En juillet 2020, le Président de la République avait annoncé un nouvel acte de décentralisation, avec un projet de loi qui devait répondre au mouvement des gilets jaunes. Or, loin d'être un nouvel acte de décentralisation, ce texte comporte une série de mesures concrètes relatives à l'organisation des collectivités territoriales. Il souffre d'un excès de timidité remarquable, pour reprendre les mots de la rapporteure du Sénat, laquelle regrette aussi un inventaire à la Prévert. Pire encore : les maires restent dépossédés de la plupart des décisions en matière de logement social au profit du préfet, privilégié par le projet de loi initial du Gouvernement.
Le titre III traite ainsi de l'urbanisme et du logement. Madame la ministre, vous semblez ne pas du tout rechercher le consensus, ce qui met en péril le résultat de la future CMP. Pourtant, le Sénat a effectué des avancées. Il a imaginé une nouvelle étape de territorialisation de la politique de l'habitat, avec la possibilité de reconnaître les intercommunalités comme autorités organisatrices de l'habitat. Le Gouvernement ne semble pas y être prêt.
Le Sénat a amélioré le texte en donnant de nouvelles marges de manœuvre aux collectivités locales, pour leur permettre de s'adapter à la réalité de leur territoire. Cette réalité du terrain est à l'origine des articles additionnels qui visent, par exemple, à résoudre les nuisances de voisinage importantes engendrées par l'absence de lien obligatoire entre le bail d'un logement aidé et l'aire de stationnement.

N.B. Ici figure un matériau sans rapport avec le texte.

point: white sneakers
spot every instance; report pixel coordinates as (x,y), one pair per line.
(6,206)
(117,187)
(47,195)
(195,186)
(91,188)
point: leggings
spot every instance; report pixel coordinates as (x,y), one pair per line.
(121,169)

La ghettoïsation, qui contribue à alimenter des risques de séparatisme, est un autre problème dans certains quartiers. Les sénateurs ont proposé de limiter la construction des logements les plus sociaux quand le parc social représente déjà plus de 40 % des logements des communes concernées.
Ils ont aussi prévu certains aménagements à la marge de la loi SRU, qui méritent d'être conservés car ils donnent une place accrue aux élus locaux – en particulier, la mise en place d'une procédure contradictoire entre le préfet et l'exécutif local concernant le pouvoir de contrôle du préfet.

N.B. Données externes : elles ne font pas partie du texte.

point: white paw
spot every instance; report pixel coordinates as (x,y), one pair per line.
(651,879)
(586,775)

Les sénateurs ont également apporté des améliorations à la procédure de mutualisation des objectifs au sein d'un programme local de l'habitat (PLH), le dispositif actuel apparaissant illisible et incohérent.
Ils ont surtout cherché à rétablir, à raison, la place des communes et le rôle des maires dans la politique du logement. Ainsi, les communes contributrices devront donner leur accord avant de se voir imposer la construction de logements supplémentaires. L'avis conforme du maire serait désormais requis concernant le déconventionnement des logements aidés. Le transfert de la compétence du plan local d'urbanisme (PLU) au niveau intercommunal ne pourra pas se faire sans délibération explicite des communes membres. Les maires disposeront d'un droit de véto contre une baisse des droits à construire introduite par une simple modification décidée par l'EPCI.

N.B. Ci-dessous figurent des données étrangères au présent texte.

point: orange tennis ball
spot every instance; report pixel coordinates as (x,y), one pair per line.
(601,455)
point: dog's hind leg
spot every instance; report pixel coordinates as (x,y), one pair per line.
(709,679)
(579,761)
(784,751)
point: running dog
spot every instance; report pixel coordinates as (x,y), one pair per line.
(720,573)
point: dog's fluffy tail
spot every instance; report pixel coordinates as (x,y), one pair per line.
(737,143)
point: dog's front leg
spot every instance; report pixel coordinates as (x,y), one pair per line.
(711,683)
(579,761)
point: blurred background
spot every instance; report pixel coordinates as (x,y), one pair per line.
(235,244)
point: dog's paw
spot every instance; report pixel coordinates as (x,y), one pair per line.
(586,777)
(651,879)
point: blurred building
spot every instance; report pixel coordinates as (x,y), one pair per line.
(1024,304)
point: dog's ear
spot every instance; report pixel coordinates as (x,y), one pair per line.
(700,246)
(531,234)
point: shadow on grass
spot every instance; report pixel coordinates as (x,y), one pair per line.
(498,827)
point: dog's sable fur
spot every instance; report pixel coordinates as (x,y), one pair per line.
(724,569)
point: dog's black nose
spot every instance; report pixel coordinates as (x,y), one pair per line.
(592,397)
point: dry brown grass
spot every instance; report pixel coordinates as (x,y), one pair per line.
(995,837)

Les sénateurs ont également opéré quelques ajustements, comme la possibilité de renouveler les contrats de mixité sociale au-delà de six ans, car une politique du logement, de l'aménagement et de l'urbanisme doit s'inscrire dans la durée.
Ce projet de loi se limite à des aspects organisationnels et fait l'impasse sur la question des moyens qui permettraient d'atteindre les objectifs partagés. Ainsi, le financement du logement social dans la zone 3 n'est pas évoqué. Le Sénat a certes demandé un rapport du Gouvernement au Parlement sur les conséquences de l'application du zonage déterminant le financement du logement social, mais cela demeure insuffisant si l'on veut vraiment se donner les moyens de répondre aux besoins d'une politique d'aménagement plus équitable du territoire.
Le Gouvernement présente la dissociation du foncier et du bâti comme un élément susceptible de favoriser grandement la construction. J'en doute, même si le dispositif méritait d'être amélioré.
Le projet de loi initial prévoyait encore une fois une habilitation à légiférer par ordonnance ; les sénateurs ont eu raison de la juger trop floue et trop large.
Le gouvernement avait fixé trois objectifs au travers de la loi ELAN : construire plus, mieux et moins cher. Le résultat en est bien éloigné. Moins de 400 000 logements sont construits par an, et ce problème était déjà manifeste avant la crise sanitaire. Les coûts de construction n'ont pas diminué, même avant l'augmentation du coût des matières premières. Ce projet est censé accélérer la construction de logements sociaux, hors QPV. J'en doute. Il ne va quasiment rien y changer.
Ce projet ne correspond pas à une nouvelle étape majeure de la décentralisation. La déception est au rendez-vous, faute d'une politique volontariste pour vraiment donner à tous les territoires les moyens de produire du logement pour tous. Espérons que les débats à venir permettront de dessiner une véritable étape de la décentralisation.